Mysterious microbes trade genes

Bacteria with a jaw-breaking name are forcing scientists to rethink the biology of microscopic ocean life. These microbes eluded the explorations of marine biologists for centuries. Now a growing understanding of their ability to adapt to changing environments is rewriting the rules of how marine microbes interact and evolve.

Sally Chisholm at the Massachusetts Institute of Technology and Rob Olson at the Woods Hole (Mass.) Oceanographic Institution discovered this minute wonder - called Prochlorococcus - in 1985. Since then, Chisholm's lab has taken the lead in exploring the microbe's lifestyles and genome. Lab members' latest findings show that different strains of the bacterium swap genes as readily as college students swap songs over the Internet. Viruses play the role of computer file-swapping programs.

In her lab's announcement, Professor Chisholm explains that the new findings are beginning to paint "a picture of gene diversity and gene flow in the most abundant photosynthetic cell on the planet." Papers published last month in Science magazine present the technical details. From being totally unknown to science, this photosynthetic marvel has revealed itself to be so abundant that it accounts for up to 48 percent of the ocean's net primary biological production. Chisholm says it forms "an important part of the food chain in the oceans." It even supplies "some of the oxygen we breathe."

The studies show that the genomes in all the strains of the bacterium have distinctive regions in their DNA - so-called genetic "islands" - that have a variety of potentially useful instructions. They represent contingency plans for meeting the challenges of marine life.

One or more of those genes can kick in and give the organism the capabilities it needs to survive and thrive when environmental changes call for it. The studies also show that the bacteria live in waters swarming with viruses. These readily pick up a genetic "island" from one bacterium and transfer it to another. Biologists have seen this happen with pathogenic bacteria. The new studies suggest it is the standard way of microbial life in the sea.

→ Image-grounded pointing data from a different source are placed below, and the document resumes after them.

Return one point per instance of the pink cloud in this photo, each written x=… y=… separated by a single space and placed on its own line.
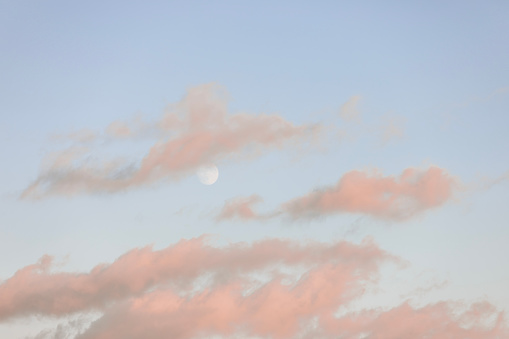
x=196 y=131
x=36 y=290
x=161 y=294
x=349 y=110
x=413 y=192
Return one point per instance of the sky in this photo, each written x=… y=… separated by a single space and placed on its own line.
x=361 y=152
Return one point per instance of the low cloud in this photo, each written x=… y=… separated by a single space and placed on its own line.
x=162 y=294
x=197 y=130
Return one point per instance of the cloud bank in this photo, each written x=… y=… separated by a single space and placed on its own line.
x=164 y=294
x=197 y=130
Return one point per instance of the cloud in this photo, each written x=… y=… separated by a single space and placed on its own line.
x=162 y=294
x=392 y=128
x=240 y=208
x=349 y=110
x=196 y=131
x=387 y=197
x=36 y=290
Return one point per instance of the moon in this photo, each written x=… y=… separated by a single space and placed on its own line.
x=207 y=174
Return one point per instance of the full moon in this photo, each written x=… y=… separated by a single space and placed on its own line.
x=207 y=174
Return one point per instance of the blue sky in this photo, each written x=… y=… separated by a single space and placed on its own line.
x=437 y=72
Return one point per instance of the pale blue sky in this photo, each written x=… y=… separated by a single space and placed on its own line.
x=438 y=67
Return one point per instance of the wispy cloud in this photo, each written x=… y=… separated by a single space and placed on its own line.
x=196 y=131
x=413 y=192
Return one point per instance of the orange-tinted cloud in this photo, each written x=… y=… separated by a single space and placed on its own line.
x=163 y=294
x=196 y=131
x=240 y=208
x=413 y=192
x=349 y=110
x=36 y=290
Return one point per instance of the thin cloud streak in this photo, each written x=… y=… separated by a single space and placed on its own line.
x=196 y=131
x=399 y=198
x=35 y=290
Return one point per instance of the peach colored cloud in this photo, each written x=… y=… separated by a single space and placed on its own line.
x=388 y=197
x=276 y=310
x=397 y=198
x=161 y=294
x=36 y=290
x=196 y=131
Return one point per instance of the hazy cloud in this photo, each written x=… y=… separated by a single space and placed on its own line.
x=196 y=131
x=349 y=110
x=162 y=294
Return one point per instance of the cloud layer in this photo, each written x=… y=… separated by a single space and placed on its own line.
x=413 y=192
x=271 y=288
x=196 y=131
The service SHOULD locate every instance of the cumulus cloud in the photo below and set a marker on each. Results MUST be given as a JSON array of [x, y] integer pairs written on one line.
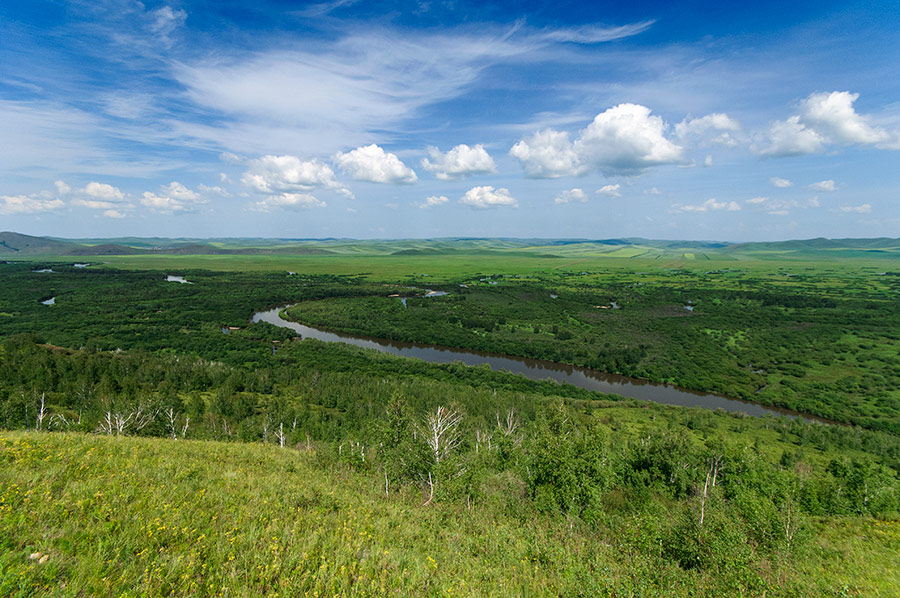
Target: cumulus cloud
[[459, 162], [275, 175], [175, 198], [710, 205], [717, 128], [103, 191], [828, 185], [101, 196], [624, 140], [780, 182], [371, 163], [487, 197], [28, 204], [367, 79], [824, 119], [570, 196], [781, 207], [434, 201], [611, 190], [548, 154], [164, 21]]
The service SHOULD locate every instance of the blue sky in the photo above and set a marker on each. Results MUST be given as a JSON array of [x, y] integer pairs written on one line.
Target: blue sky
[[695, 120]]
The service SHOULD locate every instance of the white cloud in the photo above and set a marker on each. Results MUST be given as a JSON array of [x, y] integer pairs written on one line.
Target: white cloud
[[487, 197], [28, 204], [571, 196], [459, 162], [174, 198], [434, 201], [780, 182], [623, 140], [715, 128], [611, 190], [206, 189], [325, 95], [371, 163], [792, 138], [828, 185], [825, 119], [548, 154], [780, 207], [289, 201], [593, 35], [710, 205], [104, 192], [275, 175]]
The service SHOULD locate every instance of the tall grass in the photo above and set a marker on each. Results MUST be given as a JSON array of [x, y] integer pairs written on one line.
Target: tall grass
[[153, 517]]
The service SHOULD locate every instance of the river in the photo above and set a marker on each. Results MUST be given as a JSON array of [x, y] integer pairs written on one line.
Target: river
[[537, 369]]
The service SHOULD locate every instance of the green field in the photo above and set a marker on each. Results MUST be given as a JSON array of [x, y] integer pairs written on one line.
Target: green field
[[544, 489]]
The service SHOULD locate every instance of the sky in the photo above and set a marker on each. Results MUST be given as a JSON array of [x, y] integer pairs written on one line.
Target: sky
[[394, 119]]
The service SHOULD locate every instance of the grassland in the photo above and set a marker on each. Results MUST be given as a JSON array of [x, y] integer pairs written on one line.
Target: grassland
[[585, 494], [129, 516]]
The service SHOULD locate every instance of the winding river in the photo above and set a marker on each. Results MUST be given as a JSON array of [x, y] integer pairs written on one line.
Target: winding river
[[537, 369]]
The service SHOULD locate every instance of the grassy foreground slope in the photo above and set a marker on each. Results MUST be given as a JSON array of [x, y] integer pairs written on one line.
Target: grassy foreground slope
[[140, 516]]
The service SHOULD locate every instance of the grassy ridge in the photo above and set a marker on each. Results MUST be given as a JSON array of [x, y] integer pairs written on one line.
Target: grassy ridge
[[130, 516]]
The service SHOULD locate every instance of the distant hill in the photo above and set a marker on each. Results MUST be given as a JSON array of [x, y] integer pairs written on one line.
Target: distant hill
[[16, 244], [19, 244]]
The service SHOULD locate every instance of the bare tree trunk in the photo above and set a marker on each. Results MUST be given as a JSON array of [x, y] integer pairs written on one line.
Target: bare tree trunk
[[39, 422], [431, 489]]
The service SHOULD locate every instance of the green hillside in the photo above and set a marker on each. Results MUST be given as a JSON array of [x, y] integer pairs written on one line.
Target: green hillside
[[156, 517]]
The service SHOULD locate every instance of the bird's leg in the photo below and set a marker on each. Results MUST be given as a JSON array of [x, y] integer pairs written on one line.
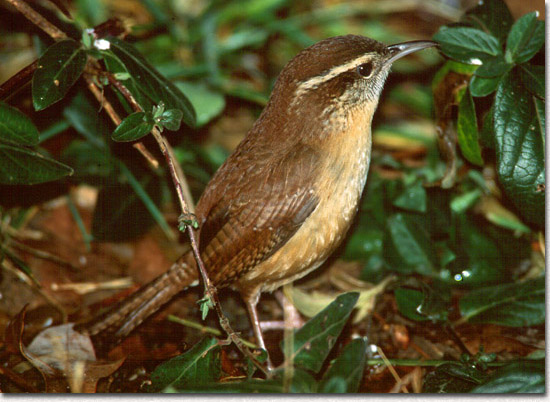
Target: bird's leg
[[292, 315], [253, 313]]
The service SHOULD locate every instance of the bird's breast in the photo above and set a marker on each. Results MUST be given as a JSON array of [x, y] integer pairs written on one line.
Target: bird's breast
[[338, 187]]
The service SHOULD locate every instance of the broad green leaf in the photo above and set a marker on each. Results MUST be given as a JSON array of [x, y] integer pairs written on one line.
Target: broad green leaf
[[16, 128], [407, 247], [171, 119], [200, 364], [363, 243], [23, 166], [533, 79], [491, 16], [525, 38], [348, 367], [58, 69], [314, 341], [206, 102], [453, 378], [515, 304], [519, 143], [467, 130], [467, 45], [149, 81], [481, 86], [413, 198], [494, 67], [525, 377], [133, 127]]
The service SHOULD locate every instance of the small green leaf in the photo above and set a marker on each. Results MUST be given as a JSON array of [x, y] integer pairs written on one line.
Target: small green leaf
[[16, 128], [533, 79], [525, 38], [523, 377], [23, 166], [149, 81], [480, 86], [467, 130], [58, 69], [133, 127], [491, 16], [314, 341], [519, 144], [348, 367], [514, 304], [171, 119], [467, 45], [206, 102], [200, 364]]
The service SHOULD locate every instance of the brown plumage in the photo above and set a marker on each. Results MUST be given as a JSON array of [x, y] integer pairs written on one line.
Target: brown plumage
[[283, 201]]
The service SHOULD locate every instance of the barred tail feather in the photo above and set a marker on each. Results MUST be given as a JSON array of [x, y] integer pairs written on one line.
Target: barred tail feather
[[129, 313]]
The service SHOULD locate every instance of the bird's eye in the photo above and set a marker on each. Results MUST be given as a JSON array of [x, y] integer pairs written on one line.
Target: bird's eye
[[365, 69]]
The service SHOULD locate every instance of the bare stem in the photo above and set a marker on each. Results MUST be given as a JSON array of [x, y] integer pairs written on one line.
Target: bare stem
[[38, 20]]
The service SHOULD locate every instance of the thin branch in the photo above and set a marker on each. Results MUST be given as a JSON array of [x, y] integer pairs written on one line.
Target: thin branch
[[210, 289], [38, 20]]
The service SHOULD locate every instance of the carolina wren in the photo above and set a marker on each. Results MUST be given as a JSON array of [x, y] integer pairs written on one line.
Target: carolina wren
[[284, 200]]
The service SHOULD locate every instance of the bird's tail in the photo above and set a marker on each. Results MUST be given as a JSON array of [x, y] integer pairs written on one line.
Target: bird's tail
[[124, 317]]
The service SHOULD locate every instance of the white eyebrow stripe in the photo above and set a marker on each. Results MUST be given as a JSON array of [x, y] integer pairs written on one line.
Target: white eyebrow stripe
[[333, 72]]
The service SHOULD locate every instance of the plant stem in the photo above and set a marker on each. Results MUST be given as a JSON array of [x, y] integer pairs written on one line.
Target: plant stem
[[38, 20]]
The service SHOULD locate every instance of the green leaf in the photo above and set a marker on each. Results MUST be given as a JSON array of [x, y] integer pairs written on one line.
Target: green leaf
[[133, 127], [171, 119], [480, 86], [523, 377], [519, 143], [413, 198], [491, 16], [467, 45], [525, 38], [453, 378], [23, 166], [200, 364], [149, 81], [206, 102], [533, 79], [121, 214], [16, 128], [347, 368], [314, 341], [91, 164], [407, 247], [515, 304], [467, 130], [494, 67], [58, 69]]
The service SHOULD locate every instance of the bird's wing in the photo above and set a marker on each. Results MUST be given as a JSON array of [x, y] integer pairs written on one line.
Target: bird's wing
[[258, 214]]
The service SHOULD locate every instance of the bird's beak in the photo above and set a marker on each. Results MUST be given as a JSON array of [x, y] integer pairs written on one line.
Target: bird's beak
[[402, 49]]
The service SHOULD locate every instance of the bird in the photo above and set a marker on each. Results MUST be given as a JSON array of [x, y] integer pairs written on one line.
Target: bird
[[283, 201]]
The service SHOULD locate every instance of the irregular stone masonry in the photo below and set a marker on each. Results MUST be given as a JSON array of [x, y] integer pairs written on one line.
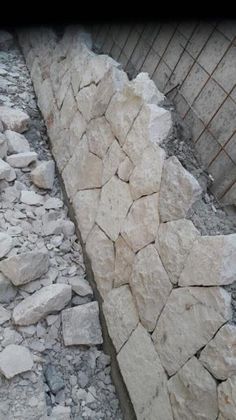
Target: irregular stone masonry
[[151, 265]]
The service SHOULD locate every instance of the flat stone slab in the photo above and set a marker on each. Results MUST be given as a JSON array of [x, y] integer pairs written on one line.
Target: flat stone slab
[[15, 359], [45, 301], [81, 325]]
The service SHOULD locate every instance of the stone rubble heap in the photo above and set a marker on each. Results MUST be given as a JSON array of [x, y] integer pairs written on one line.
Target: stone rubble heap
[[160, 280], [51, 362]]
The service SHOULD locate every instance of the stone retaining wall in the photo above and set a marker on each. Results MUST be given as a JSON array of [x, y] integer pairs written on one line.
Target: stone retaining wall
[[160, 281]]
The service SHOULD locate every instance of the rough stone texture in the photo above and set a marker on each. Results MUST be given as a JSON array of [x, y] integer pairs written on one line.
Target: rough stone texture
[[25, 267], [141, 223], [43, 174], [191, 317], [227, 399], [179, 190], [16, 142], [150, 286], [85, 205], [124, 258], [80, 325], [121, 315], [174, 242], [219, 355], [193, 393], [145, 377], [211, 262], [14, 119], [113, 207], [45, 301], [146, 176], [15, 359], [100, 250]]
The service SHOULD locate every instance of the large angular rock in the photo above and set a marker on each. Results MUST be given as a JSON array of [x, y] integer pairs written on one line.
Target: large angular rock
[[145, 377], [146, 176], [85, 205], [17, 143], [150, 286], [174, 242], [25, 267], [100, 250], [43, 174], [211, 262], [124, 258], [227, 399], [219, 355], [81, 325], [100, 136], [14, 119], [141, 223], [190, 319], [45, 301], [121, 112], [193, 393], [21, 160], [151, 126], [114, 204], [6, 244], [121, 315], [15, 359], [179, 190]]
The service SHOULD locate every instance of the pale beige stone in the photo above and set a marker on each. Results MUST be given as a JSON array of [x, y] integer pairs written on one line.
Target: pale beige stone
[[146, 176], [124, 258], [227, 399], [219, 355], [121, 315], [211, 262], [193, 393], [113, 207], [100, 250], [190, 319], [141, 223], [150, 286], [179, 190], [121, 112], [100, 136], [111, 161], [148, 128], [144, 377], [85, 205], [174, 242]]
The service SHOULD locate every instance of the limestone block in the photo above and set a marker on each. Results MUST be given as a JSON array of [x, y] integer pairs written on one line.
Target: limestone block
[[100, 136], [227, 398], [193, 393], [219, 355], [191, 317], [47, 300], [100, 250], [146, 176], [144, 377], [85, 205], [124, 258], [211, 262], [174, 242], [152, 125], [121, 112], [121, 315], [141, 223], [14, 119], [179, 190], [111, 161], [150, 286], [113, 207]]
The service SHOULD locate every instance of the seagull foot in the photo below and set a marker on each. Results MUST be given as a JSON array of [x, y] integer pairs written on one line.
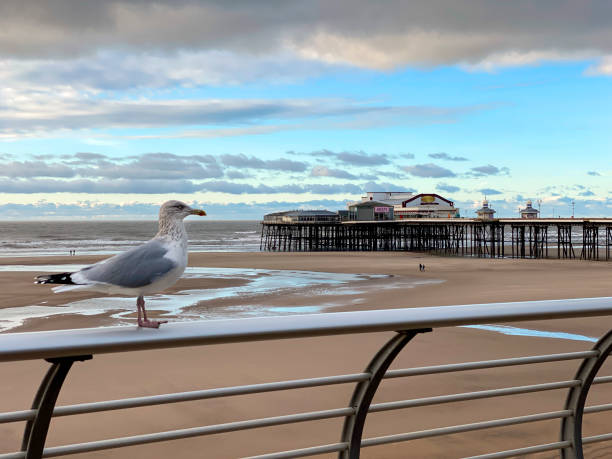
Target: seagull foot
[[151, 323]]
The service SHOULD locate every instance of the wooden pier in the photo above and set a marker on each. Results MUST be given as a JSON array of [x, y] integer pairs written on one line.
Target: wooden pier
[[587, 239]]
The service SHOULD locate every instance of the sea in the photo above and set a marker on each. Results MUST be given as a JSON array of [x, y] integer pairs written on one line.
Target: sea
[[52, 238]]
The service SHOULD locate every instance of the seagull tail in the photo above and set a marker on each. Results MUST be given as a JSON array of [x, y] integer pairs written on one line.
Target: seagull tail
[[62, 278]]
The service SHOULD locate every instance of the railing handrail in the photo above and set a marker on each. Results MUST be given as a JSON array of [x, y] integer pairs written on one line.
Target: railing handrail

MIT Prof. Edward DeLong and various colleagues are using a particularly tricky kind of DNA forensic study to trace the bacterium's habits. They have developed a computer program that takes the data from DNA fragments in seawater and assembles it into sequences long enough for the team to identify which microbes are present and even what they have been up to. The researchers found genes from surface-water bacteria that code for an ability to move around to find food. Other genes from deeper-water microbes reflect an ability to cling to descending food particles.

In spite of centuries of research, microbial life is one of the biggest unknowns in marine biology.

Chisholm explains that scientists are not just looking at various species. They are trying to understand a total life system. It's a system in which microbes co-evolved with each other and with the chemistry and physics of the sea. Chisholm notes that "chemistry, physics, and biology are tightly linked as a system, meaning you can't change one without altering the other two."

Her team hopes that Prochlorococcus will be a key organism in revealing how that system of sealife works.